Today, Travelex. Tomorrow you. Why a good response is your best defence against cyber threats

By  Peter Bailey,
 10 March 2020

Could your company survive for three weeks at the busiest time of the year using nothing but pens, paper and telephones? That’s precisely what’s happened at Travelex, the international foreign exchange company hacked in December, which was still down well into the new year.

And here’s the stark reality: this kind of hack can and will happen to anyone, including a business like yours.

Travelex was aware of the system vulnerabilities which hackers exploited using Sodinokibi ransomware, and this leads us to some uncomfortable facts we must consider.

Business systems today are intensely complex. Your time, resources and budgets are limited, and every single system once deployed starts ageing immediately. This means even the ‘latest greatest’ is soon legacy equipment. New attack methods are constantly devised by hackers and ‘bad actors’, software is updated constantly with endless patches, updates and fixes published by the hundreds or even thousands of vendors you’ll typically find in the modern enterprise.

While organisations like Travelex may have entire teams of people dedicated to IT and information security, they just have to miss one patch, one update or one fix and they are done. Back to using pencils and paper, with data locked down, a demand for a payoff in Bitcoin, and the threat of customer data being released on the web.

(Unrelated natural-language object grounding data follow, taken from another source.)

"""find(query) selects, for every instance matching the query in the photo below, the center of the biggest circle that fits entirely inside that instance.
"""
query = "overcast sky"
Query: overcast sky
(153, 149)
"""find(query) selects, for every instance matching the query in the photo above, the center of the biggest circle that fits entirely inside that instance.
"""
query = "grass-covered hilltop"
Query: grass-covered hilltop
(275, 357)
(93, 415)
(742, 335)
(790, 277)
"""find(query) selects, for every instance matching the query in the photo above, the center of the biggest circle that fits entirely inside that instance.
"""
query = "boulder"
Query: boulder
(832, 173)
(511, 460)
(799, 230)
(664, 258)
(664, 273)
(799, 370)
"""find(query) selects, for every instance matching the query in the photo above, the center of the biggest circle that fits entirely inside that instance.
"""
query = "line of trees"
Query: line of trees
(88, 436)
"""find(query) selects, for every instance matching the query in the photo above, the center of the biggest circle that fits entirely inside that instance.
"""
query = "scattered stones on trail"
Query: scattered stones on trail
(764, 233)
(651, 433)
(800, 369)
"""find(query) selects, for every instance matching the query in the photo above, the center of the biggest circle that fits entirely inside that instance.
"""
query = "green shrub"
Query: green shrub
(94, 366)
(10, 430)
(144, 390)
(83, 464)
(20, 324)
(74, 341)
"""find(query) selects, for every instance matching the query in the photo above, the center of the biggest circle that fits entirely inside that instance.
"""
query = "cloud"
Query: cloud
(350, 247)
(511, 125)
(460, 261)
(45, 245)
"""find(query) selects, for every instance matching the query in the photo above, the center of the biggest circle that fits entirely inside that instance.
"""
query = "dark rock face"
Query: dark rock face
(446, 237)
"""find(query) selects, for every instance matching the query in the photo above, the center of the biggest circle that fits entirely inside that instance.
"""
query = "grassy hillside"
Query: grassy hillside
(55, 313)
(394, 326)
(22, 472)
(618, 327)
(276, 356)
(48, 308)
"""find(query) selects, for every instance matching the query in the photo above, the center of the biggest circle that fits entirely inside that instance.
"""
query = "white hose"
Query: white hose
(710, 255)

While folks tend to be quick to point the finger of blame and say, ‘that’s lazy or sloppy’, it has happened before, and it will happen again. The sheer volume of systems and their complexity makes it difficult or close to impossible to catch it all. At the RSA conference that I attended in San Francisco, much discussion was made on the fact that organisations are increasingly failing to keep up with patching, even for well-known vulnerabilities.

And as we constantly say, you’re only as strong as the weakest link.

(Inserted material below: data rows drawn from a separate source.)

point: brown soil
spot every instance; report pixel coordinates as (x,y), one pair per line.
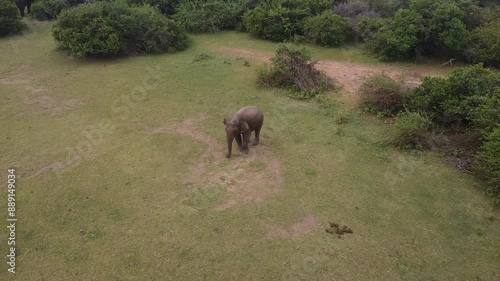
(335,228)
(305,226)
(247,177)
(349,75)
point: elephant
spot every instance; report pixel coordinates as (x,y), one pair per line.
(243,123)
(21,4)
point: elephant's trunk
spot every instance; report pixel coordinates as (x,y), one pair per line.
(230,138)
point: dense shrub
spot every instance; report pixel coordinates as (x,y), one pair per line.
(327,29)
(452,101)
(486,116)
(412,130)
(368,27)
(167,7)
(383,95)
(202,16)
(427,27)
(485,41)
(110,28)
(488,163)
(281,20)
(292,68)
(47,9)
(10,21)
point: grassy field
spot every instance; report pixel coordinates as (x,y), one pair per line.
(122,176)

Bear in mind too, that the most probable reason your business isn’t down like Travelex’s is, at the busiest time of year, is that you haven’t yet been seriously targeted.

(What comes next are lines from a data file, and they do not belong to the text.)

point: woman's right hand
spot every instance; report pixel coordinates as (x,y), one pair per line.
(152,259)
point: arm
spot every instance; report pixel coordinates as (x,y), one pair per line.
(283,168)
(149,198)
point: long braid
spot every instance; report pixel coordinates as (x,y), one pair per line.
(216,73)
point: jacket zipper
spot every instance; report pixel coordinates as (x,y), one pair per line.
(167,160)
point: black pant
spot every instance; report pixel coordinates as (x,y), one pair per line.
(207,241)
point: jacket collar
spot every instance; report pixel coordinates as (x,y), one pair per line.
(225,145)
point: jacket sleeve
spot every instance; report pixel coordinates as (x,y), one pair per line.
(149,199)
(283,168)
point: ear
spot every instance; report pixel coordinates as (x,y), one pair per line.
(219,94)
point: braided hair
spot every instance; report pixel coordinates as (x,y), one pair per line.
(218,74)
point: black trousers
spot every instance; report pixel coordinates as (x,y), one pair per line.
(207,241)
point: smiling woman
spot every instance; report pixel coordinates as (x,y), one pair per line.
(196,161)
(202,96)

Is this Mission Impossible, then?

If we assume that your business is in the firing line (and my professional view is that at some point it will be) and it is more down to good fortune that you haven’t yet been targeted, what are you supposed to do about it? Faced with such a grim reality, you’d be forgiven for imagining that yes, this is all a bit Mission Impossible.

But there is an answer and it is preparation.

Understand firstly that all the basics including educated staff members, hardened systems and sound defensive systems are absolutely necessary and will keep out a majority of attacks.

At the same time, accept that if a targeted attack comes, it will succeed.

Preparation means having a plan. Having a plan starts with imagining what work will be like with your entire network and all systems down, how you will react and how quickly you can recover.

In this circumstance, who makes decisions? How will people work? What is the path to recovery? What are the commercial, legal and financial implications? How will you communicate with customers, and what will you tell them?

Attacks today are so prevalent that in the event of a serious compromise it’s best to be honest. The easiest way to manage reputational risk is showing you were diligent in the first instance and being upfront about what has happened and how you’re resolving it.

Time to own up

This brings me to the point and a serious question every Kiwi business owner has to ask themselves: Have I tested this scenario in my organisation? Do I know for certain how my business will respond and what the outcome will be?

There is no better way to prepare than to simulate a real incident and see what happens.

Having the opportunity to test your processes in the most realistic setting possible is the best way to expose flaws and ultimately improve your response plan. As with any exercise, this allows you to discover the weak points and correct them before they happen in a real-life situation.

So, here’s the bottom line. Breaches can and do happen to anyone. Anticipating it and preparing with your IT, communications, legal, commercial and financial people gives you the best chance of a rapid, orderly recovery. Don’t leave it to chance.